1839 John Knowles Paine – American composer (d.1906); first American-born composer to achieve fame for large-scale orchestral music; senior member of a group of other composers collectively known as the ‘Boston Six’; the other five were Amy Beach, Arthur Foote, Edward MacDowell, George Chadwick, and Horatio Parker.
1904 first performance of Claude Debussy’s three-movement suite Estampes (Prints) by Spanish pianist Ricardo Viñes, in Paris.
1909 first performance of Maurice Ravel’s Gaspard de la Nuit by Spanish pianist Ricardo Viñes, in Paris; ‘Gaspard’ is derived from a Persian word denoting ‘the man in charge of the royal treasures’, so ‘Gaspard of the Night’ creates allusions to someone in charge of all that is jewel-like, dark, mysterious, perhaps even morose.

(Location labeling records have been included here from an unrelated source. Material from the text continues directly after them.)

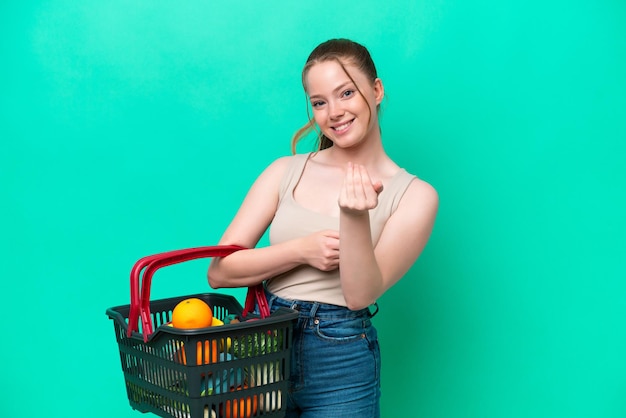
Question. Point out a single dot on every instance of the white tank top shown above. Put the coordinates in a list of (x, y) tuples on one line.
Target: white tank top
[(291, 221)]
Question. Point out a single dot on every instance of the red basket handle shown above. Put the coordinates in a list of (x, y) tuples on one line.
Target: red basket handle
[(135, 304), (140, 304), (169, 259)]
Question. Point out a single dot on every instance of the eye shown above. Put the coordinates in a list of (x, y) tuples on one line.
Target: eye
[(347, 94)]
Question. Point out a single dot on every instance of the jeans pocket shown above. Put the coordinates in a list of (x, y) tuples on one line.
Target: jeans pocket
[(341, 330)]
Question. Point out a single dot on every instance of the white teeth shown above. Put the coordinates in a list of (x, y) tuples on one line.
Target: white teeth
[(342, 127)]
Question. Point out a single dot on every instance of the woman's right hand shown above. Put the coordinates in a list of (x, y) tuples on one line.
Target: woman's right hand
[(321, 250)]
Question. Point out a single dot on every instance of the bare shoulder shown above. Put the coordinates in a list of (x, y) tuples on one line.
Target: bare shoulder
[(275, 170), (420, 194)]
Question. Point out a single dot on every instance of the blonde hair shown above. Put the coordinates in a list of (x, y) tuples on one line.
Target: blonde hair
[(342, 51)]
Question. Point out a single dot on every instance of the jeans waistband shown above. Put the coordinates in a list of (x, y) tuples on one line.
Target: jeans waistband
[(317, 309)]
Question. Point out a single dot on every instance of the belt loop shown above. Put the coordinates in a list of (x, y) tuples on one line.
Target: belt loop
[(315, 306), (375, 312)]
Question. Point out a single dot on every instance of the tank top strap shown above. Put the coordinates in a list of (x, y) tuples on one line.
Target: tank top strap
[(292, 174)]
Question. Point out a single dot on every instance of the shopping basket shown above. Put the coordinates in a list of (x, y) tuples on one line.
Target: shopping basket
[(241, 369)]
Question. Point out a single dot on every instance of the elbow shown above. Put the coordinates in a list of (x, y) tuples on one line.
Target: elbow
[(214, 279), (357, 305)]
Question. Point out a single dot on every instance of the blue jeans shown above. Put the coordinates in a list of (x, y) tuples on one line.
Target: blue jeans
[(335, 368)]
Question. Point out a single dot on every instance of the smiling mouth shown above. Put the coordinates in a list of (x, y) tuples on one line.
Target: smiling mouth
[(343, 126)]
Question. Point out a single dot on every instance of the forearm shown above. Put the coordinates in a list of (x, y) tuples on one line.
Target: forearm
[(361, 278), (252, 266)]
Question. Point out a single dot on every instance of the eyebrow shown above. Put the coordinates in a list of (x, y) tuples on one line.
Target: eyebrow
[(338, 88)]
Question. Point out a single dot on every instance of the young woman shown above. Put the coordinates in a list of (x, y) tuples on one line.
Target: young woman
[(346, 223)]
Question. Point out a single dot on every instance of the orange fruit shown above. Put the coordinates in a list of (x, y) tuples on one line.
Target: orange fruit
[(192, 313), (241, 408)]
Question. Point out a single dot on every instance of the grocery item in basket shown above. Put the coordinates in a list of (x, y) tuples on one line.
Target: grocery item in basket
[(208, 355), (192, 313), (242, 407)]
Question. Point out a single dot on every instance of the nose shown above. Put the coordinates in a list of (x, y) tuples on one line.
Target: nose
[(335, 110)]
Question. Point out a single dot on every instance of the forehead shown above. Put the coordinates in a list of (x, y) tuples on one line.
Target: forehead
[(327, 75)]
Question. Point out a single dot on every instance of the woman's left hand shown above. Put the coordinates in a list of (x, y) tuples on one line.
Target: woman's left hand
[(358, 193)]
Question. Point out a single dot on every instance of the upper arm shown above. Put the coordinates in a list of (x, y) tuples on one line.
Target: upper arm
[(407, 231), (258, 207)]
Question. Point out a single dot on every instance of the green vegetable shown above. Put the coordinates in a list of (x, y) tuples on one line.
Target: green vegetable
[(257, 344)]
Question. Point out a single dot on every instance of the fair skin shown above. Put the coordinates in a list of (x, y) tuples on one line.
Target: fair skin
[(345, 181)]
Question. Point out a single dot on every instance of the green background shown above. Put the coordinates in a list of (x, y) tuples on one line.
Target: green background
[(134, 127)]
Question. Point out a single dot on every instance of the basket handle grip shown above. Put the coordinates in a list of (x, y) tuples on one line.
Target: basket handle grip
[(169, 259), (135, 273)]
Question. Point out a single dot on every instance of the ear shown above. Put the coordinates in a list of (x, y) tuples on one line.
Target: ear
[(379, 90)]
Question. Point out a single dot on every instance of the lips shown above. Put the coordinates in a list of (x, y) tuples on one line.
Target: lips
[(343, 127)]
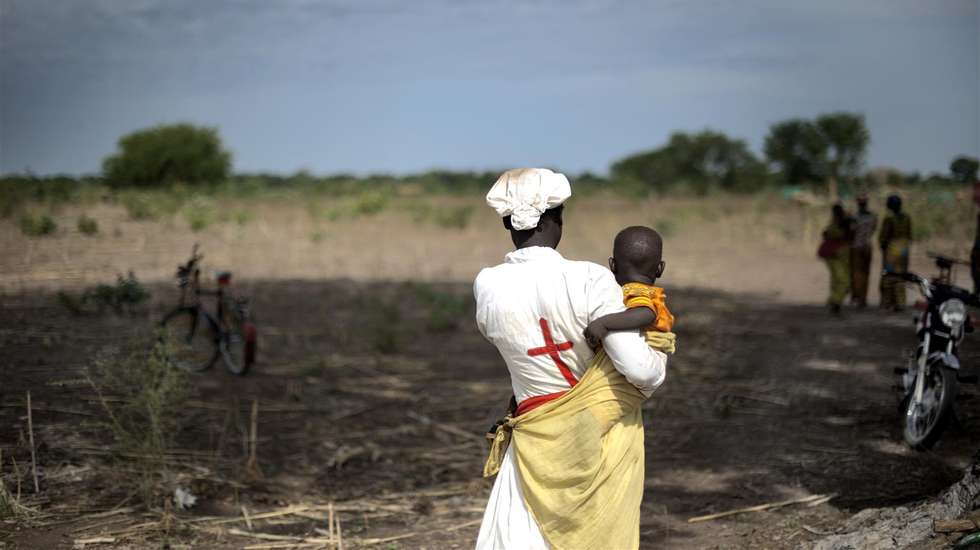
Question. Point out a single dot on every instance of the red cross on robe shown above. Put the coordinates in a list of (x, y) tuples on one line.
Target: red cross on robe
[(552, 350)]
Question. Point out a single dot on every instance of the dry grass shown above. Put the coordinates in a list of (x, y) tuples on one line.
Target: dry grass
[(761, 244)]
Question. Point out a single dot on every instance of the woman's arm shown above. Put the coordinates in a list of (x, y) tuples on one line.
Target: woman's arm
[(631, 319), (642, 366)]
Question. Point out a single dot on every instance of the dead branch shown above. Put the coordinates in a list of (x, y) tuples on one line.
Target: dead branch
[(426, 421), (30, 431), (761, 507)]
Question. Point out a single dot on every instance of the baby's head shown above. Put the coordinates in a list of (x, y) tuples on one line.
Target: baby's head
[(637, 256)]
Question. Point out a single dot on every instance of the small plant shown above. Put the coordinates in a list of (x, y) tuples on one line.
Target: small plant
[(127, 293), (242, 217), (87, 225), (199, 213), (370, 203), (145, 206), (139, 206), (37, 225), (143, 424)]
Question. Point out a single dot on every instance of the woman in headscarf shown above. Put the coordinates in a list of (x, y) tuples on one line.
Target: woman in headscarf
[(835, 250), (894, 238), (569, 460)]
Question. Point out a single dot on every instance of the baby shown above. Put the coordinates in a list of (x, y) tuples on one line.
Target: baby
[(637, 264)]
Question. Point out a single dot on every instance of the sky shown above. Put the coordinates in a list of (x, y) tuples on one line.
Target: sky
[(402, 86)]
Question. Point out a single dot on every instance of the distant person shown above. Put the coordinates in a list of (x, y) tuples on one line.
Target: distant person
[(864, 224), (835, 250), (894, 238), (975, 255)]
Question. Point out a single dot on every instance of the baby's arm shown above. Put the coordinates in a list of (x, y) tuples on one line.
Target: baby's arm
[(631, 319)]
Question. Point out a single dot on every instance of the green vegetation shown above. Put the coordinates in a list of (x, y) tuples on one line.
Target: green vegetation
[(179, 153), (831, 147), (199, 213), (87, 225), (126, 294), (151, 205), (35, 224), (964, 169), (699, 161), (143, 397), (165, 170)]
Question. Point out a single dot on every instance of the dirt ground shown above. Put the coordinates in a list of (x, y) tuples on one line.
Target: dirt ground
[(369, 398)]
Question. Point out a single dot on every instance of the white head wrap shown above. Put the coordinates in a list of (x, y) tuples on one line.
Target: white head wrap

1947 premiere of Kurt Weill’s Broadway show/opera Street Scene in New York City at the Adelphi Theater; lyrics by Langston Hughes, based on Elmer Rice’s Pulitzer Prize-winning play of the same name; Weill received the first Tony Award for Best Original Score for this work.
1948 first performance of Walter Piston’s Symphony No. 3, Serge Koussevitzky conducting the Boston Symphony Orchestra; awarded the Pulitzer Prize in 1948.
1956 Waltraud Meier – German dramatic soprano and mezzo-soprano (61 years old); well known for her Wagnerian roles as Kundry, Isolde, Ortrud, Venus, Fricka, and Sieglinde, but has also had success in the French and Italian repertoire appearing as Eboli, Amneris, Carmen and Santuzza.